A couple months ago, in the depths of holiday baking season, my friend Wendy sent me a message. “Faith,” she said. “I have a question about butter. Why do some recipes call for unsalted butter? I don’t always have unsalted butter on hand — is it a big deal or not?”

Can you relate? Maybe you’ve wondered this too: why do baking recipes usually call for unsalted butter?

This is a good question, and I have actually lost count of the number of people who have asked me this exact same thing. Maybe if you’re an experienced cook or baker the answer is obvious, but I still remember learning this for the first time, as a cook who grew up in household that only bought salted butter. After all, salted butter tastes so much better smeared on toast or a biscuit!

You Don’t Know How Much Salt Is In the Butter.

The primary reason that recipes don’t use salted butter is that you have no idea how much salt is in the butter. This makes it hard to calibrate the rest of your seasoning in the recipe. You can see how much of a range of salt can be in your butter in this article at CHOW:

If a recipe calls for 1/2 teaspoon of salt and you use salted butter you could end up adding quite a bit more via the butter — sometimes as much as doubling the amount called for.

So unsalted butter is always a better pick when you are cooking so that you can add as much as salt as you want (or don’t) in your recipe.

But What If I Want to Use Salted Butter Instead?
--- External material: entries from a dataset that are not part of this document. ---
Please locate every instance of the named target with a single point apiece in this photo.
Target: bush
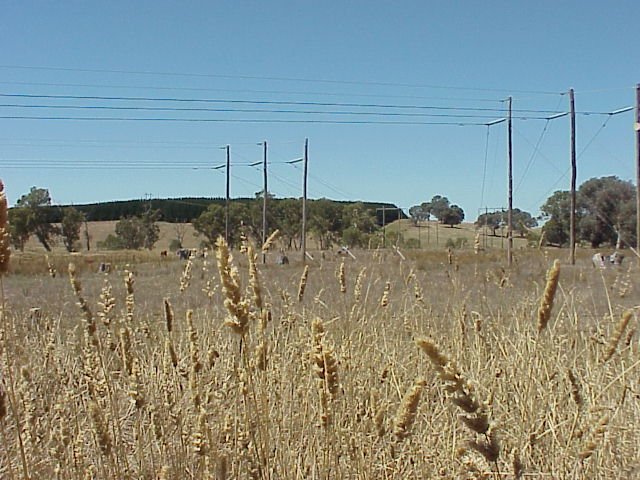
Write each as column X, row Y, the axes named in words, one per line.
column 412, row 243
column 175, row 245
column 456, row 242
column 112, row 242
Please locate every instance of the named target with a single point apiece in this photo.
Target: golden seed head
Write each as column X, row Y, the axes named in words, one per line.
column 303, row 283
column 269, row 241
column 5, row 251
column 546, row 303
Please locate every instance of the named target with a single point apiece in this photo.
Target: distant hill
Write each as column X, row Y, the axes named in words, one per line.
column 185, row 209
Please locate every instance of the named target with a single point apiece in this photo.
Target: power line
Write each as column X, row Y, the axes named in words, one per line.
column 272, row 78
column 253, row 110
column 285, row 102
column 270, row 92
column 236, row 120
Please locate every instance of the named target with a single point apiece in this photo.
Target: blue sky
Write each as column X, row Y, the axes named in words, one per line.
column 368, row 59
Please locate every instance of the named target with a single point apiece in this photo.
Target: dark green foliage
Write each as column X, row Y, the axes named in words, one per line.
column 605, row 213
column 111, row 243
column 454, row 215
column 71, row 223
column 139, row 232
column 35, row 218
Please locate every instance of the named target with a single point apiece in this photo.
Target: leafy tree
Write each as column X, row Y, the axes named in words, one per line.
column 356, row 215
column 556, row 213
column 606, row 208
column 111, row 242
column 139, row 232
column 325, row 221
column 605, row 212
column 72, row 220
column 419, row 213
column 454, row 215
column 150, row 228
column 19, row 227
column 36, row 204
column 438, row 207
column 522, row 222
column 130, row 233
column 492, row 220
column 288, row 219
column 211, row 222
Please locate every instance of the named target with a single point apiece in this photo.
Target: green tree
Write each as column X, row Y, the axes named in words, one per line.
column 419, row 213
column 492, row 220
column 19, row 227
column 438, row 207
column 211, row 222
column 288, row 219
column 454, row 215
column 72, row 220
column 522, row 222
column 555, row 212
column 325, row 221
column 130, row 233
column 150, row 228
column 606, row 209
column 37, row 205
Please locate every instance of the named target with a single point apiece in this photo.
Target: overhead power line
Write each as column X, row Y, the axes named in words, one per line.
column 235, row 90
column 236, row 120
column 275, row 78
column 497, row 111
column 256, row 110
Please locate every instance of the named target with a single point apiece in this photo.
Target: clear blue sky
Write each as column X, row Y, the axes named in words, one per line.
column 464, row 58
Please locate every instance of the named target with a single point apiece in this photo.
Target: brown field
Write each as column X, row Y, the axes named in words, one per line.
column 383, row 369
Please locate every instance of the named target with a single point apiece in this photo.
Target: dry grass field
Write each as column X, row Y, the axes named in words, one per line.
column 375, row 368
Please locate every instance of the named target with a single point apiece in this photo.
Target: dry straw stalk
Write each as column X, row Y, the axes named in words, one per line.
column 546, row 303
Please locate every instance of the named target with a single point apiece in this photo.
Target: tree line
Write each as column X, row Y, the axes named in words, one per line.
column 329, row 221
column 605, row 214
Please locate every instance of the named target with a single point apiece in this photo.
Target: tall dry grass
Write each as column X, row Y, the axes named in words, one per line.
column 139, row 375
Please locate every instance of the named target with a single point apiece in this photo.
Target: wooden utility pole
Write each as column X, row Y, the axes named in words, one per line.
column 227, row 200
column 509, row 213
column 572, row 217
column 304, row 201
column 264, row 200
column 637, row 129
column 384, row 231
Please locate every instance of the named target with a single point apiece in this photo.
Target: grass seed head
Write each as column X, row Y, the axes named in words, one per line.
column 546, row 303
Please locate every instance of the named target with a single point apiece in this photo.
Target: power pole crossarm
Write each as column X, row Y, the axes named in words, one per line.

So what if you only have salted butter, like my friend Wendy? Are you doomed to baking failure? Hardly. Joy the Baker recommends cutting a recipe’s salt in half when substituting salted butter for unsalted.

And taste as you go, if you can. You can usually tell if cookies or cake batter need a little pinch of extra salt.

A Side Question: Is the Butter Fresh Enough?

One more reason for baking and cooking with unsalted butter is that salt is a preservative. It preserves butter, meaning that salted butter could be older or less fresh than the sweet, unsalted variety. Unsalted butter has a much shorter recommended shelf life than salted butter.

I honestly don’t worry about this aspect too much; I mainly use unsalted butter because I want to control the seasoning in my recipes.

But I do love that salt savor in the butter on my toast! So I sprinkle salt on, or keep an extra little pot of salted butter just for eating.

Do you keep both sorts of butter around? Or do you just stick with one?